Iran Confronts Air Pollution: The Urgent Push to Retire 2.6 Million Aging Vehicles

Approximately 2.6 million aging passenger cars and vans, over 20 years old, continue to operate in Iran’s fleet. These vehicles consume an average of 8 billion liters of gasoline annually. Their continued use significantly contributes to air pollution and energy imbalance.

According to Jadeh Makhsoos Information Base, air pollution remains a critical challenge for major cities. This crisis largely stems from the operation of obsolete vehicles and high fossil fuel consumption. The significant contribution of these vehicles to dangerous pollutants makes fleet modernization a top priority. This report examines the latest status of these plans.

The presence of 2.6 million aging passenger cars and vans, all over two decades old, burdens the national fleet. These vehicles consume about 8 billion liters of gasoline each year. Their ongoing operation imposes heavy costs on the transport network. It also creates a substantial energy imbalance for the country.

Removing these vehicles could reduce Iran’s additional gasoline demand by up to 70%. This action would pave the way for sustainable energy management. Technical assessments show that removing aging vehicles from circulation will reduce daily gasoline consumption by 22 million liters. This reduction helps manage gasoline supply and demand. It also decreases air pollution and eases refinery pressure.

Jadeh Makhsoos reports, why is the scrapping process slow? The Seventh Development Plan targets the annual scrapping of 500,000 vehicles. Performance in 2024 and 2025 shows this program has resulted in annual savings of 1.5 billion liters of gasoline. However, fuel saving funds have not yet been fully allocated to modernization. This issue has slowed the plan’s implementation.

The Fund for the Support of Advanced Industries Research and Development (SAHA) plays a key role in financing modernization projects. By law, automakers must cover the scrapping process for vehicle production. If scrapping certificates are insufficient, they deposit a portion of the vehicle’s price into the fund. An increase in scrapping certificate supply has reduced the 1.5% payment obligation. However, only a portion of the fund’s anticipated resources has been usable.

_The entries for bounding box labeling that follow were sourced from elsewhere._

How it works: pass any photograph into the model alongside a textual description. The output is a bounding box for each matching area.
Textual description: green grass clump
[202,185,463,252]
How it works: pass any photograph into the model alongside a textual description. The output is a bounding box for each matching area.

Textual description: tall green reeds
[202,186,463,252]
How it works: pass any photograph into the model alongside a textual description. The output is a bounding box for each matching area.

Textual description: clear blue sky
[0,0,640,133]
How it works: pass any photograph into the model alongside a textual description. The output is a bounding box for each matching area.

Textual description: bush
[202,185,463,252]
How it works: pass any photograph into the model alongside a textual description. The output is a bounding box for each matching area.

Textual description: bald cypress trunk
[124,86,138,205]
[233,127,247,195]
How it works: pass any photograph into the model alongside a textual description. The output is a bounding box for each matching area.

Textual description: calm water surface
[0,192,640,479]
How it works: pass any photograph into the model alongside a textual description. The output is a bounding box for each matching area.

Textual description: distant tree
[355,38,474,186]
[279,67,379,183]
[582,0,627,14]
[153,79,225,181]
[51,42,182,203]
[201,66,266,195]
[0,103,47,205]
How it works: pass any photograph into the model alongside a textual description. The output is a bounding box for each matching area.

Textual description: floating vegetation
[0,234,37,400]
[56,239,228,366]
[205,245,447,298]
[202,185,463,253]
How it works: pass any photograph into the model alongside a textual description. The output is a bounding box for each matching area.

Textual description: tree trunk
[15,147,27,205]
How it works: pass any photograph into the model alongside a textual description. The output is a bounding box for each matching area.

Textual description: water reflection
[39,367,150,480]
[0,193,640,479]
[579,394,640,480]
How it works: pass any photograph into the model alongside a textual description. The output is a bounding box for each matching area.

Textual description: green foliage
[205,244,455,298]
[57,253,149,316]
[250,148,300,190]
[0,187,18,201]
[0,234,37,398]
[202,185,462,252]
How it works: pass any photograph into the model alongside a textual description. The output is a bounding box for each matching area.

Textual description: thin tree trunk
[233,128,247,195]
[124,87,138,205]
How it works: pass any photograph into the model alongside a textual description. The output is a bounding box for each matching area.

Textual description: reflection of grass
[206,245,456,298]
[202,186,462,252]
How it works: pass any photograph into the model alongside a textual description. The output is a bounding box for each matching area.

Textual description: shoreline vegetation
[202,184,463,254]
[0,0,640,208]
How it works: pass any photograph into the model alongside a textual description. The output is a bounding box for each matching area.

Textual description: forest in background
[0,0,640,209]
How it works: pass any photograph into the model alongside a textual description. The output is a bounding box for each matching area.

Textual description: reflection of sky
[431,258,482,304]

Mohammad Sadegh Hatami, Head of the Fleet Modernization Headquarters, stated that 4 trillion Toman was withdrawn from the 10 trillion Toman allocated to the fund. This amount went to pay wheat farmers and has not yet been returned. This budget deficit has delayed some modernization projects. Despite these conditions, the SAHA fund still holds 6 trillion Toman in active resources.

These resources fund various sectors. They support the modernization of 96,000 electric taxis and motorcycles. They also provide 20,000 electric motorcycles in cooperation with the National Iranian Oil Refining and Distribution Company. Furthermore, they implement a project for 1,534 electric buses with seven car manufacturers. These plans represent part of one of the country’s most extensive fleet modernization programs in recent years.

Special incentives are available for electric vehicles. Interest-free loans of 1.2 billion Toman are offered with a 60-month repayment period. Estimated monthly payments are approximately 12 million Toman. Additionally, 400 million Toman in facilities are allocated for replacing aging taxis.

Furthermore, 120 to 150 million Toman in facilities have been allocated for replacing gasoline and electric motorcycles. Payments are currently being made to applicants. The process of scrapping aging vehicles does not solely depend on financial resources. Vehicle production and import volumes also play an influential role.

According to existing regulations, automakers must ensure the scrapping of one aging vehicle for every four vehicles they produce.